The other big challenge for the project will be creating a useful reference product from 350 individual genomes. "On their own, 350 separate genomes are not very useful as a reference," explained Benedict Paten, assistant professor of biomolecular engineering at UCSC and a co-leader of the Human Pangenome Reference Center.

Paten and others have been working for several years to develop a new way to represent genomes that can serve as a comprehensive reference map of human genetic variation. The idea is to weave together a collection of genome sequences into a map that shows where they are the same and where they are different. This representation must also enable computational strategies for comparing any new genome sequence to the reference map.

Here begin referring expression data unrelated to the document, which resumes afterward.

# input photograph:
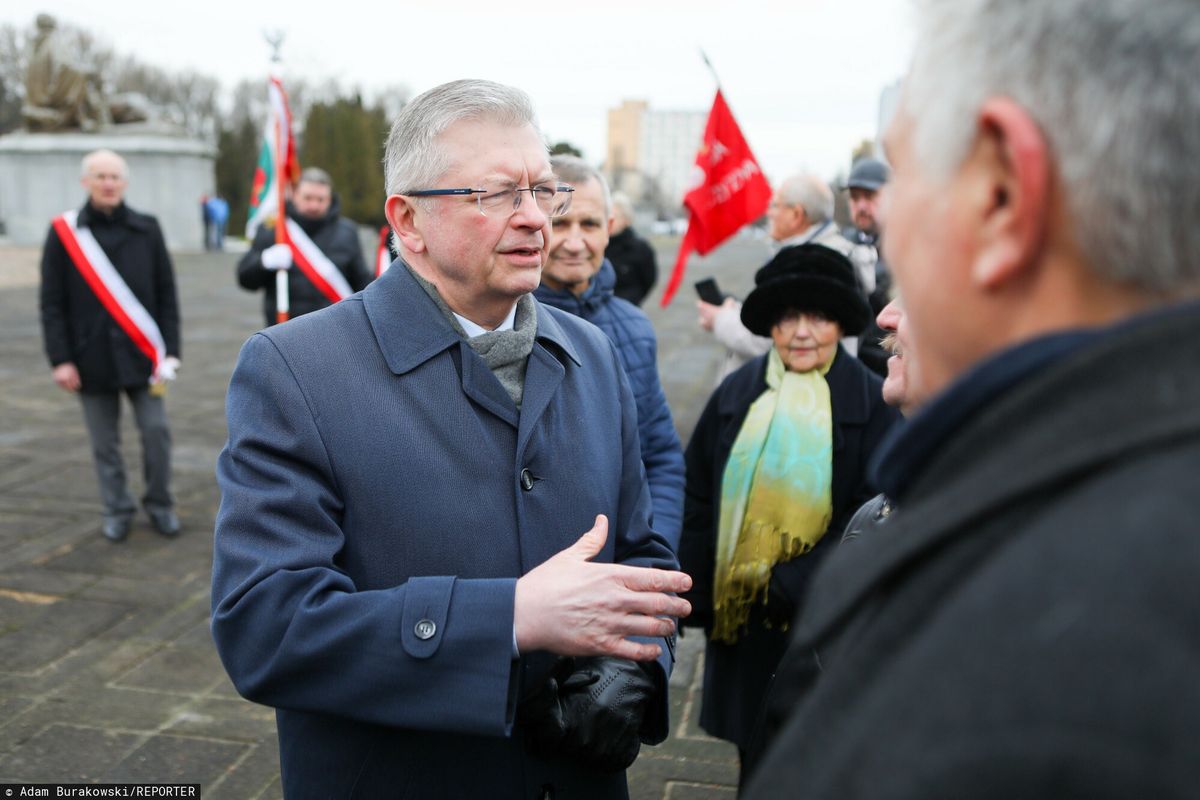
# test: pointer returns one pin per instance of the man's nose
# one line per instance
(529, 215)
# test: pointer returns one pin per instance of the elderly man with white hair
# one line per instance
(1026, 627)
(801, 212)
(435, 554)
(111, 328)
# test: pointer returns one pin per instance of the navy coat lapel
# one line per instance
(545, 372)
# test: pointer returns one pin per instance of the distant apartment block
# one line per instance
(651, 152)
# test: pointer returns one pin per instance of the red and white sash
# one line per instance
(316, 265)
(111, 289)
(383, 256)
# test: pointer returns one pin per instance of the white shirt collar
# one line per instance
(474, 330)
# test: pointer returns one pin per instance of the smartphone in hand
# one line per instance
(709, 293)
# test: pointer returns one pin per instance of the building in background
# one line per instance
(651, 154)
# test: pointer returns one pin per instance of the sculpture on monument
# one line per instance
(63, 92)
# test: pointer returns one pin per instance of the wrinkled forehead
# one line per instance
(485, 150)
(313, 187)
(106, 166)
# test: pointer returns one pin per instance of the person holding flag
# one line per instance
(319, 252)
(111, 325)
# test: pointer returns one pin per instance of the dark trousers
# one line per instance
(102, 413)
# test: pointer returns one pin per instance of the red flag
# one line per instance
(733, 191)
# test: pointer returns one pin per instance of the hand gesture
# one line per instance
(66, 376)
(574, 607)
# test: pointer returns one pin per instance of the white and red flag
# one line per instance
(730, 191)
(114, 293)
(321, 271)
(277, 166)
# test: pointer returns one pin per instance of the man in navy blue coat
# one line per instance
(579, 278)
(399, 567)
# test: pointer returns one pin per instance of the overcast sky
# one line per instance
(803, 77)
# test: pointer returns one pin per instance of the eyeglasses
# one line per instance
(502, 202)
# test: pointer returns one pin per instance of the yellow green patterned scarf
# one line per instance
(775, 491)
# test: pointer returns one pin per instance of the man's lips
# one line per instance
(526, 250)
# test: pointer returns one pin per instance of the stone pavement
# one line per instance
(107, 671)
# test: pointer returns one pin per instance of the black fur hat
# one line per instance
(807, 277)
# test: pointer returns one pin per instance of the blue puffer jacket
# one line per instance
(633, 334)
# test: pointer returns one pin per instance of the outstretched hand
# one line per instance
(575, 607)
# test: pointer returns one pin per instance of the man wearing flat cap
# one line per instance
(865, 192)
(775, 468)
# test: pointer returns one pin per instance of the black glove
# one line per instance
(589, 710)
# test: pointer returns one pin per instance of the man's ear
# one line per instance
(401, 216)
(1012, 174)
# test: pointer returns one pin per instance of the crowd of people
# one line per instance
(933, 521)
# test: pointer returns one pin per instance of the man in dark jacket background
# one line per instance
(579, 278)
(1027, 626)
(631, 257)
(95, 356)
(864, 187)
(397, 565)
(316, 209)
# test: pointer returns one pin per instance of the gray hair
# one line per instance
(85, 163)
(810, 193)
(316, 175)
(413, 160)
(1113, 86)
(574, 170)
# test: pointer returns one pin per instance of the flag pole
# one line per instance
(711, 68)
(282, 305)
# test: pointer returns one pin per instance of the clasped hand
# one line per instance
(574, 607)
(589, 710)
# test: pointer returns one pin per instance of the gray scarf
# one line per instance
(505, 353)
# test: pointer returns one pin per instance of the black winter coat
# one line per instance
(78, 329)
(1027, 626)
(336, 238)
(736, 675)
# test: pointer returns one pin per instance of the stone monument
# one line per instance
(67, 114)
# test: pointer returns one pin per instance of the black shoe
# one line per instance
(115, 530)
(165, 521)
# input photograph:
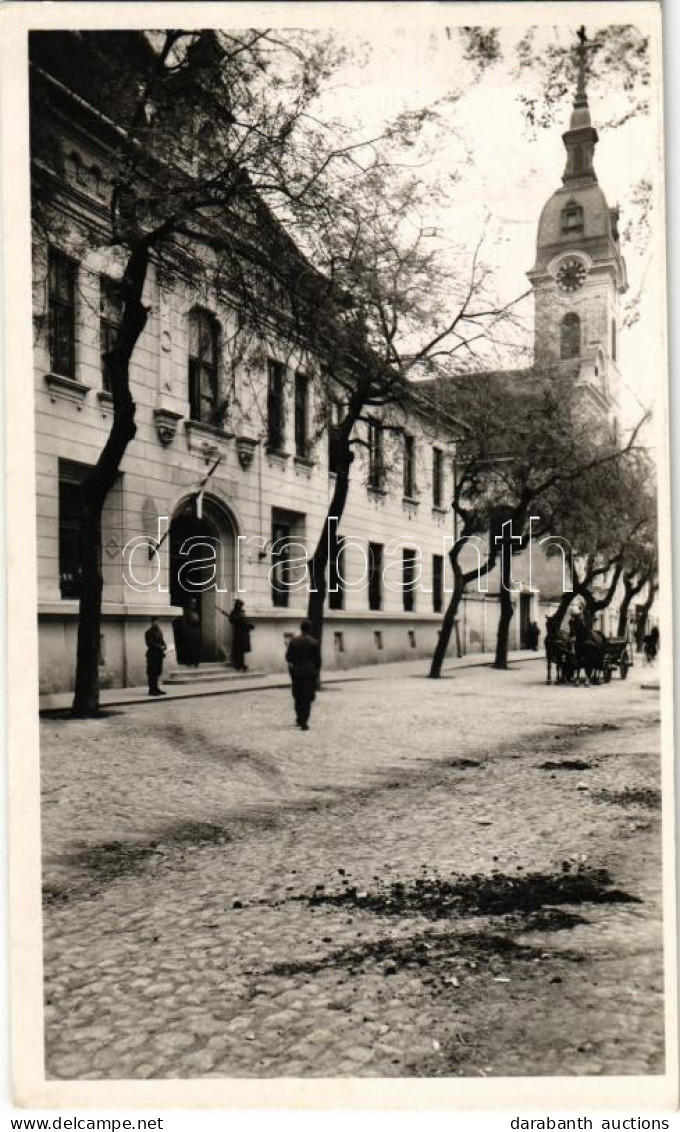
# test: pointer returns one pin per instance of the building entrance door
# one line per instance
(201, 564)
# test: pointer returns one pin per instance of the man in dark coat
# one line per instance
(155, 651)
(191, 634)
(303, 658)
(241, 629)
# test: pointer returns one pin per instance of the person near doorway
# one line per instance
(155, 652)
(303, 658)
(191, 633)
(241, 631)
(533, 635)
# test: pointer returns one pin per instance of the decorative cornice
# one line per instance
(246, 446)
(67, 387)
(206, 439)
(166, 422)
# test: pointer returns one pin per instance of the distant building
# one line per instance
(254, 435)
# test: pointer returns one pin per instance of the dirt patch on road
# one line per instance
(647, 798)
(479, 894)
(437, 955)
(566, 764)
(99, 865)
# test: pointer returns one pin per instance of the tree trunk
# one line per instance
(560, 612)
(101, 479)
(506, 606)
(593, 606)
(447, 625)
(327, 545)
(622, 626)
(642, 624)
(630, 590)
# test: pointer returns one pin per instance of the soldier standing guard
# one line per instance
(303, 657)
(155, 651)
(241, 631)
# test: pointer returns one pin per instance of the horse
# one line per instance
(558, 652)
(588, 651)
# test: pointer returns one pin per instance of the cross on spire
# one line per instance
(582, 99)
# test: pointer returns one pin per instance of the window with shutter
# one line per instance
(62, 314)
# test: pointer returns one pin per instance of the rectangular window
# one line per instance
(62, 314)
(376, 464)
(335, 417)
(302, 416)
(336, 572)
(409, 580)
(287, 540)
(203, 367)
(437, 583)
(275, 406)
(437, 477)
(375, 575)
(70, 511)
(409, 466)
(111, 310)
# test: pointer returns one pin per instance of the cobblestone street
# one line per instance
(455, 877)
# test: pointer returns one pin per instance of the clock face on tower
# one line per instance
(570, 276)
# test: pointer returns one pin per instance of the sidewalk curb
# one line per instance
(216, 689)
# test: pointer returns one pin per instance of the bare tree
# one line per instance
(414, 306)
(215, 139)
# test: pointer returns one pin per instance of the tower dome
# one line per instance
(579, 273)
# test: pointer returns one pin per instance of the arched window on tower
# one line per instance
(571, 217)
(204, 345)
(570, 336)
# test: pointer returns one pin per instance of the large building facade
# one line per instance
(230, 471)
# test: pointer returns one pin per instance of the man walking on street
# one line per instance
(241, 629)
(155, 651)
(303, 657)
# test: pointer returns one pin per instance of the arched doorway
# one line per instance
(203, 571)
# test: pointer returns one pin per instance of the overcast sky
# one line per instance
(515, 169)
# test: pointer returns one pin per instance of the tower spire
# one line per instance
(582, 99)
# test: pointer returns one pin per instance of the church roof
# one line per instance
(596, 236)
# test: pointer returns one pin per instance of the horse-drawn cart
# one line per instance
(617, 654)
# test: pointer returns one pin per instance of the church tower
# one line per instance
(579, 273)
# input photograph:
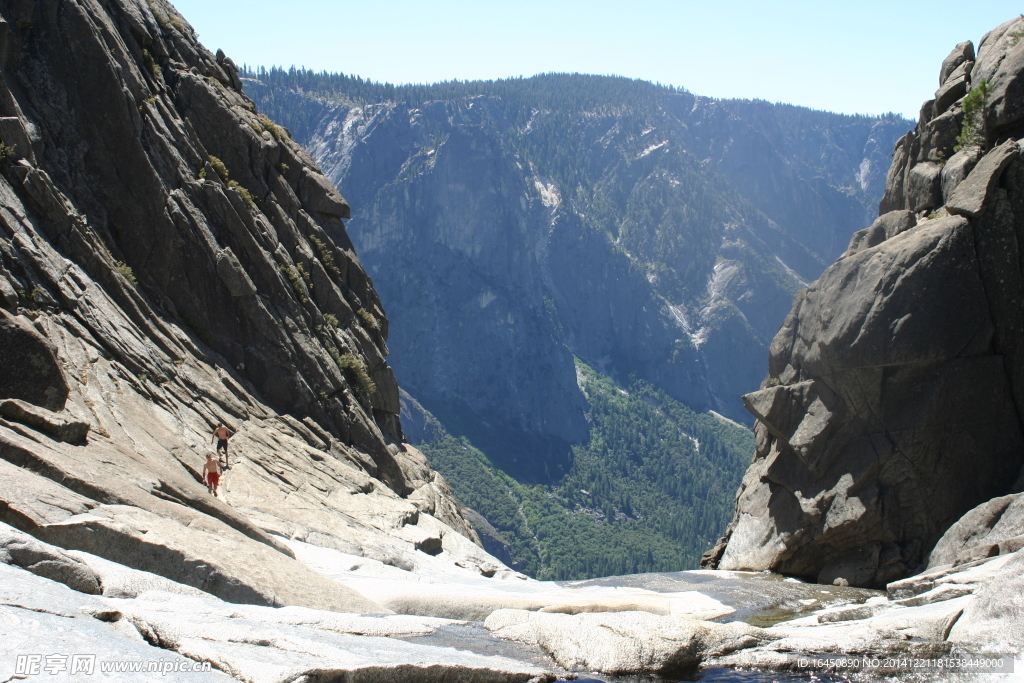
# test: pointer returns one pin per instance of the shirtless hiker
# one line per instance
(222, 433)
(211, 473)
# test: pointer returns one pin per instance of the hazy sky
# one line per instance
(868, 56)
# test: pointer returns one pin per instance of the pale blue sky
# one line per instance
(869, 56)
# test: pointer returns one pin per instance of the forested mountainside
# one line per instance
(521, 229)
(650, 491)
(512, 224)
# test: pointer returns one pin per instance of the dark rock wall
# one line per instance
(504, 246)
(114, 163)
(894, 395)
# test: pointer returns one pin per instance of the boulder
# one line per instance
(964, 52)
(970, 197)
(994, 619)
(60, 428)
(951, 90)
(30, 371)
(924, 188)
(955, 170)
(212, 557)
(624, 642)
(994, 527)
(894, 198)
(938, 137)
(888, 397)
(885, 227)
(44, 560)
(44, 617)
(235, 276)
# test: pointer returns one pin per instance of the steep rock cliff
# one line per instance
(893, 403)
(171, 260)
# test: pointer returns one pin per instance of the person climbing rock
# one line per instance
(211, 473)
(221, 434)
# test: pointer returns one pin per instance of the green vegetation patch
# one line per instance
(973, 128)
(354, 371)
(219, 167)
(368, 318)
(650, 492)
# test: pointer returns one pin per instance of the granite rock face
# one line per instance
(893, 400)
(171, 260)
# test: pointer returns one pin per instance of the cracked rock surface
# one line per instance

"Our job is to build that representation and make it easy to use," Paten said. "It's a huge challenge to make it usable and computable. But it's very important, because if you rely on one reference genome for all comparisons, you are blind to many types of variations in human genomes."

Longstanding collaborations

The new centers will build on longstanding collaborations between the scientists at the participating institutions. The lead investigators for the Human Pangenome Sequencing Center include Evan Eichler at the University of Washington in Seattle, Ira Hall at Washington University in St. Louis, and Erich Jarvis at Rockefeller University. The UCSC participants in the genome sequencing, in addition to principal investigator David Haussler, include Karen Miga, Benedict Paten, Ed Green, and Mark Akeson.

The lead investigators for the Human Pangenome Reference Center include Ting Wang and Ira Hall at Washington University in St. Louis, Benedict Paten at UCSC, and Paul Flicek at the European Bioinformatics Institute. Other participants in the project include Richard Durbin at Cambridge University, Gene Myers at Max Plank Institute of Molecular Cell Biology and Genetics in Germany, Kirsten Howe at the Wellcome Sanger Institute in England, Adam Phillippy at NHGRI, Heng Li at the Broad Institute in Boston, Eimear Kenny at the Mount Sinai BioMe Biobank, Alissa Resch at the Coriell Institute for Medical Research, and Paolo Carnevali at the Chan-Zuckerberg Initiative in Palo Alto.

"We have assembled a 'dream team' of the top scientists in genome assembly, sequencing, and comparison. It's a very ambitious project, but we have the expertise and experience to do this," Haussler said.